Lawyer made more sense. And why would a lawyer be there if not to give her something?
“What happened to him? To Robert?”
“I told you. He died. He was almost ninety.”
“No, I mean, what happened after he got out of prison? What did he do? Where did he go?”
“Oh, I don’t remember what Mary told me—you know my shortterm memory. Something to do with used cars.”
My real father—a thief, abuser and now a used-car salesman. I leaned back and sighed. We can’t all be the children of astronauts, I told myself.
“How did he die?”
She gave me one of her looks. “He was older than me by several years. At that point what difference does it make? I believe they call it ‘natural causes.’”
I pushed myself up in the chair, crossing my legs under me. “So why wouldn’t this lawyer—or whoever she was—just call you?”
She took a deep breath and expelled it through her nose along with a trail of smoke. “Robert left me something.”
I waited, barely breathing, and I couldn’t help but think about what Erika Starwise had said.
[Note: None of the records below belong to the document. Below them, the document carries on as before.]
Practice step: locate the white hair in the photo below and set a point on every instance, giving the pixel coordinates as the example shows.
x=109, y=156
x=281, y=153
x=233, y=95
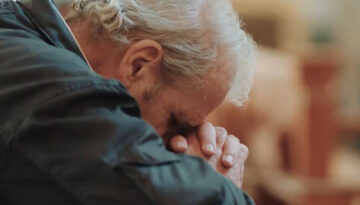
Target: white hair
x=192, y=33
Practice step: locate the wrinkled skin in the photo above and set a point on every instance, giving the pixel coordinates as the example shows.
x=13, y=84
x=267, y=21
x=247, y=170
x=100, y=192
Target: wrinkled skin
x=171, y=110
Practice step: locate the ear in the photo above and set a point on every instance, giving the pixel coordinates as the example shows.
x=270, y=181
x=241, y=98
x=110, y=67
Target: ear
x=141, y=61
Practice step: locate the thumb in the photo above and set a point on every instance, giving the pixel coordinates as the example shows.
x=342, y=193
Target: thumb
x=178, y=144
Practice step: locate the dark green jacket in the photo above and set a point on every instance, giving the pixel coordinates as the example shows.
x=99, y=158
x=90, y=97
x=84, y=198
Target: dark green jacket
x=68, y=136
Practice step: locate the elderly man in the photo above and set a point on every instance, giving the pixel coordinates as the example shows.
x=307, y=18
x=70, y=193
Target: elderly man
x=72, y=134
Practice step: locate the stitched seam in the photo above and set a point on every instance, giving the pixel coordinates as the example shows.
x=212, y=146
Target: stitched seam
x=75, y=192
x=6, y=7
x=27, y=113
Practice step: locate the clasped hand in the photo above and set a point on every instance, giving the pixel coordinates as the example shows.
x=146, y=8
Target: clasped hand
x=224, y=152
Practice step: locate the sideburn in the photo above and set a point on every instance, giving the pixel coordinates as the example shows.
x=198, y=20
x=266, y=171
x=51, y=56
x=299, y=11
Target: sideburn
x=151, y=93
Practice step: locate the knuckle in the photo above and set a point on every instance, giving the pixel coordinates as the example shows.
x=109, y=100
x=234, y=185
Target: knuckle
x=244, y=149
x=234, y=139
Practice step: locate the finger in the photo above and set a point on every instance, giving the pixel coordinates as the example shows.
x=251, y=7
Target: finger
x=207, y=137
x=178, y=144
x=231, y=151
x=243, y=154
x=221, y=135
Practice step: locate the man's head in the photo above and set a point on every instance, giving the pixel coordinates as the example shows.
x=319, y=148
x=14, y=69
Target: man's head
x=178, y=58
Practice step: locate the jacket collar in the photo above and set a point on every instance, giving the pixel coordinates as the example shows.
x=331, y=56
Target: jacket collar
x=47, y=18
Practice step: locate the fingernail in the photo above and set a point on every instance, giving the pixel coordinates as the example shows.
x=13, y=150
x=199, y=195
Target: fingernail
x=181, y=145
x=229, y=159
x=210, y=148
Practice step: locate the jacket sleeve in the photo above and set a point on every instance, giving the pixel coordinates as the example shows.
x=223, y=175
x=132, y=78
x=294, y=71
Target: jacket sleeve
x=85, y=135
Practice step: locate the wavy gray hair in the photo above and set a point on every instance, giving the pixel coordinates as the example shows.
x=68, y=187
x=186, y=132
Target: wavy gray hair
x=191, y=32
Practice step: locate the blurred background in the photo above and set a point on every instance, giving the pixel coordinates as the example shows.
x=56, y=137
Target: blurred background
x=302, y=122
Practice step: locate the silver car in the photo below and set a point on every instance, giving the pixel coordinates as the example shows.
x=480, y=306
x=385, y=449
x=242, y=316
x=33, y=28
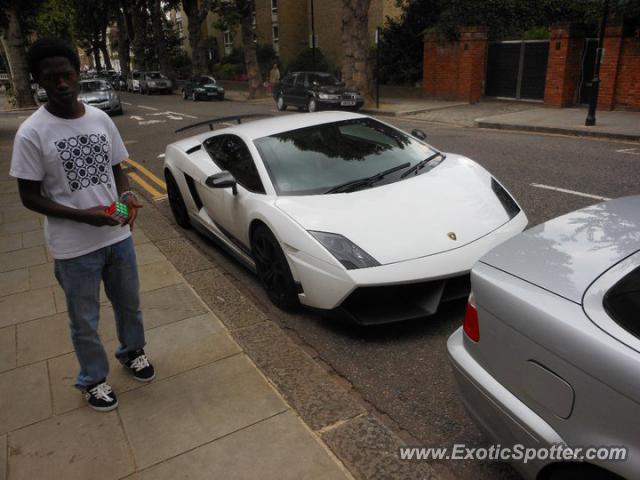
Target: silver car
x=550, y=348
x=100, y=94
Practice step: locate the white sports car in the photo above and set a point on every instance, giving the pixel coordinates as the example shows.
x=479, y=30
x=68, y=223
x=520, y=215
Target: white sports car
x=339, y=211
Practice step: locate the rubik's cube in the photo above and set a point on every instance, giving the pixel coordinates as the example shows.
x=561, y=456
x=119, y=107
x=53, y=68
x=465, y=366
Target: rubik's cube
x=118, y=211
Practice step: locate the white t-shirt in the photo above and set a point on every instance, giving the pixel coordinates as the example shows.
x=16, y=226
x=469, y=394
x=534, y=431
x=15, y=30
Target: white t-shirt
x=73, y=160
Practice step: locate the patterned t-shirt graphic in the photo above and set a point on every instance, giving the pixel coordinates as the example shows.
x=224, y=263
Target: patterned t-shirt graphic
x=85, y=159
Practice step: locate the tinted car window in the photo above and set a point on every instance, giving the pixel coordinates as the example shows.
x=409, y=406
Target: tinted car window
x=230, y=153
x=622, y=302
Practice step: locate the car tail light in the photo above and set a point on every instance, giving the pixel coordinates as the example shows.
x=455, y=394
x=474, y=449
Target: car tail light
x=471, y=325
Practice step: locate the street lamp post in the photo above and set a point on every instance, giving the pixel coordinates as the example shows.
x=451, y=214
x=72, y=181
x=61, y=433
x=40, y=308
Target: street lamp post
x=595, y=83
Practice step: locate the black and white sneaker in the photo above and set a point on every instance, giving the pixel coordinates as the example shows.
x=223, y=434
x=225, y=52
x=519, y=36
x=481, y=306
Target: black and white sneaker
x=140, y=367
x=100, y=397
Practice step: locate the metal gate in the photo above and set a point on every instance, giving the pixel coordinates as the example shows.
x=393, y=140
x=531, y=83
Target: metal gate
x=517, y=69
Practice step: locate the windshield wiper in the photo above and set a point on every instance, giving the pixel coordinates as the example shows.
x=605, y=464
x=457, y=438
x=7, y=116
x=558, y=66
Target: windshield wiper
x=363, y=182
x=420, y=165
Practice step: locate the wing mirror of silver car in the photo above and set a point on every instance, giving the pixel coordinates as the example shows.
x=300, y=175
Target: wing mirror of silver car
x=223, y=179
x=416, y=132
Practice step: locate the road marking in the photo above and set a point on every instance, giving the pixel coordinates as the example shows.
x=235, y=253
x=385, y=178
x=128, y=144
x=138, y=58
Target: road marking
x=138, y=179
x=153, y=178
x=572, y=192
x=630, y=151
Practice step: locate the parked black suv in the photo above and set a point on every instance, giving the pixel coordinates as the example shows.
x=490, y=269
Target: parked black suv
x=201, y=87
x=314, y=91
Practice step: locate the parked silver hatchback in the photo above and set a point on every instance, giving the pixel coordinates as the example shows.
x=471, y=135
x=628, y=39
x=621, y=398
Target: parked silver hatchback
x=549, y=353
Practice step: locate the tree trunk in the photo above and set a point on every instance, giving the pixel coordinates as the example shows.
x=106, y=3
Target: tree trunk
x=158, y=36
x=251, y=58
x=138, y=20
x=355, y=38
x=123, y=44
x=13, y=43
x=196, y=16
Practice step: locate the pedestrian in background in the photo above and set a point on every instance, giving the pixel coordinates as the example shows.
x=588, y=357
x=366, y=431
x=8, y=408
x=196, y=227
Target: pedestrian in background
x=274, y=77
x=66, y=158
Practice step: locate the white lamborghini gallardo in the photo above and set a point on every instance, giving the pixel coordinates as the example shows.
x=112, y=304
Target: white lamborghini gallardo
x=339, y=211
Or, rather, what my rapping father had told me. “What did he leave you?”
“A little money.”
“How little?”
Her jaw trembled and she took several moments before trying to speak. When she did, her voice cracked and broke over the words. “When Robert and I had been married only a few months, he stole some money I had stashed in the coffee can.” She swallowed. “I was hoping to buy a new sofa with it.”
I waited a beat. “How much?”
Twisting her mouth in annoyance, she said, “A hundred and fifty dollars, if you must know.” Then, “I suppose you want me to give it to you. Seeing as I’m not allowed to have anything to do with my own financial matters anymore.”
“No, Mom,” I said, trying to keep my disappointment from showing, “just keep it someplace safe.”